AI tools do not turn an inexperienced person into an experienced software developer. Contributors are responsible for understanding the project, the issue, and every change they submit. If a contributor cannot explain, maintain, and properly test the code they are proposing, they should not open a pull request.

The same applies to issues. Opening AI-generated issues based on superficial code smells, automated scans, or generic suggestions without real project understanding or user impact creates noise and wastes maintainer time.

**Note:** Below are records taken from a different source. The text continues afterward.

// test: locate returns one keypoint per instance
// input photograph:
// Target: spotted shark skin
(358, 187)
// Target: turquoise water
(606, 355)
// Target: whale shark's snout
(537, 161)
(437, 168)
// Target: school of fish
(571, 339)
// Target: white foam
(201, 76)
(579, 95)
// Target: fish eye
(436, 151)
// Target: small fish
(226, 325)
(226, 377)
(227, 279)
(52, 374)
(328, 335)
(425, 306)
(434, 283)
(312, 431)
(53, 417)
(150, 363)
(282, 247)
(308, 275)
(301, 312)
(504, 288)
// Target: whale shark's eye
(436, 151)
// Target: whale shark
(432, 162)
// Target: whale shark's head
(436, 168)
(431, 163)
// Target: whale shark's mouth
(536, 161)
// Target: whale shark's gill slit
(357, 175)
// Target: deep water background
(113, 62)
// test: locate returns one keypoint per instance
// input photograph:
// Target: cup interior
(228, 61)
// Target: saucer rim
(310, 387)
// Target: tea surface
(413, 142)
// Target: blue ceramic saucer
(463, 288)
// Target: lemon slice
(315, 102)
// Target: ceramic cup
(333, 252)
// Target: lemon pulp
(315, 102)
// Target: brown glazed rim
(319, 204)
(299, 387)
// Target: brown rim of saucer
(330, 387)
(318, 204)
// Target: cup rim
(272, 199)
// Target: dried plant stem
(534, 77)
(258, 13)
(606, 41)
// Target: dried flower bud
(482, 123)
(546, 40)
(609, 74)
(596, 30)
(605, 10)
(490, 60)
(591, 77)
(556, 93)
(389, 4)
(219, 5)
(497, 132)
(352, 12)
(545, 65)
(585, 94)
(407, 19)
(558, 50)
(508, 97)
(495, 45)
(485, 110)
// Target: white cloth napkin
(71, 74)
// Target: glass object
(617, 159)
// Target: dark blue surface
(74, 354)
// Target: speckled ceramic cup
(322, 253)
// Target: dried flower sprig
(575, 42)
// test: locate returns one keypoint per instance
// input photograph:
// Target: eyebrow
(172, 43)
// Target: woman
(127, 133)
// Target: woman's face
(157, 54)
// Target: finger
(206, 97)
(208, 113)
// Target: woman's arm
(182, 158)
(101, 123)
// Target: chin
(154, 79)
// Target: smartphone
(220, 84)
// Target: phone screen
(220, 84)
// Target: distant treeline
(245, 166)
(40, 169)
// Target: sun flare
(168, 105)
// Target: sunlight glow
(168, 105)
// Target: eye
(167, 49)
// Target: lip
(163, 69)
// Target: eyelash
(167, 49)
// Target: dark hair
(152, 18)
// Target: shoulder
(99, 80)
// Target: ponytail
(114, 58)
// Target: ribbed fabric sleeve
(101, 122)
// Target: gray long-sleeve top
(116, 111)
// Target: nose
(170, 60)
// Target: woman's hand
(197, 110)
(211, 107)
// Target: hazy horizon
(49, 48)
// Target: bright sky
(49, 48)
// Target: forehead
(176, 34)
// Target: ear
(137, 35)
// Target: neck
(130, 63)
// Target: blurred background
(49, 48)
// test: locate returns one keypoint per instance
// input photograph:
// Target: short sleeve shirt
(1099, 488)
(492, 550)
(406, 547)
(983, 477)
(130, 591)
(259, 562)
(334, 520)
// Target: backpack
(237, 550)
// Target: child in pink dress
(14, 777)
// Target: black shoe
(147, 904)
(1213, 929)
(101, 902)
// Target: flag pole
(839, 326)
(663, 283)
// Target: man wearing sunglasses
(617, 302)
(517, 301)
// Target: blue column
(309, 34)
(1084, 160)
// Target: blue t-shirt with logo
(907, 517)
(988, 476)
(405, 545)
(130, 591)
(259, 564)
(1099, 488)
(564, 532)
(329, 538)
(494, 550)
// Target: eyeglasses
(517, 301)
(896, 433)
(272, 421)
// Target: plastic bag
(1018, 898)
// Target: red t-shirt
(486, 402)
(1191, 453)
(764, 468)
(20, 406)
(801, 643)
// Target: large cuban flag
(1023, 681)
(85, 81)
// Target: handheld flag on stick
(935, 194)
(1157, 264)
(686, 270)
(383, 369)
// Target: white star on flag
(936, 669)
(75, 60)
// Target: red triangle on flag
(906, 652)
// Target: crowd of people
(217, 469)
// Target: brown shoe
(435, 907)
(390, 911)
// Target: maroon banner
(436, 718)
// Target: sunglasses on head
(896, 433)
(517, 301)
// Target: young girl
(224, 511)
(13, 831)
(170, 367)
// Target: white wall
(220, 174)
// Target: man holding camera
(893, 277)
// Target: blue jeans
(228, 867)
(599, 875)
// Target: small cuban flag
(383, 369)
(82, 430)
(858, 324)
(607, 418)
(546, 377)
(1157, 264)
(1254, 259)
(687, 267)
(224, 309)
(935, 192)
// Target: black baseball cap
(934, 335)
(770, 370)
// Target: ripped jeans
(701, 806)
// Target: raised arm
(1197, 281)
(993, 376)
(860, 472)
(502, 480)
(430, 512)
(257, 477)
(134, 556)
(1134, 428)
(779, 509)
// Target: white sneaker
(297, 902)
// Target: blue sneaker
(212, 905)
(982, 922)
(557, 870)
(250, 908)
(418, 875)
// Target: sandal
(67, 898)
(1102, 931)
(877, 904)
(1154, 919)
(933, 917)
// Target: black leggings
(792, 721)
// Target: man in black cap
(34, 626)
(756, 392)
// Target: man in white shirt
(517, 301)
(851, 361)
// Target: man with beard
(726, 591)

Artificial workflows in which a contributor uses AI to find a minor or questionable issue, opens it, and immediately opens a pull request for it are considered spam when they provide little or no value to the project.

Maintainers reserve the right to close issues and pull requests considered spammy or harmful to the project, including but not limited to:

  • issues generated by AI tools or automation without real user impact, project understanding, or meaningful investigation;

  • artificial issue-to-pull-request workflows created mainly to score contributions rather than solve a validated project need;

  • unsolicited pull requests which do not have a related issue;

  • pull requests targeting issues which have not been opened, acknowledged, or validated by maintainers;

  • pull requests with poor, incomplete, or untested implementations;

  • pull requests generated by AI tools or automation without enough human understanding, review, and testing;

  • pull requests with repeated pushes over a short period of time, repeated failed CI builds, or excessive automated review activity which wastes maintainer time and consumes the limited CI and review tool credits sponsored to the project. If these costs grow too much, sponsored services may run out or stop being available to OpenWISP;

  • pull requests which show little or no evidence that the contributor understands the project, the issue, or the proposed solution.

Maintainers may temporarily limit contributions from contributors who violate this policy. Contributors who continue violating this policy after a temporary restriction may be banned permanently.

When an issue, pull request, or contribution is closed under this policy, maintainers may provide only a link to this policy as the explanation.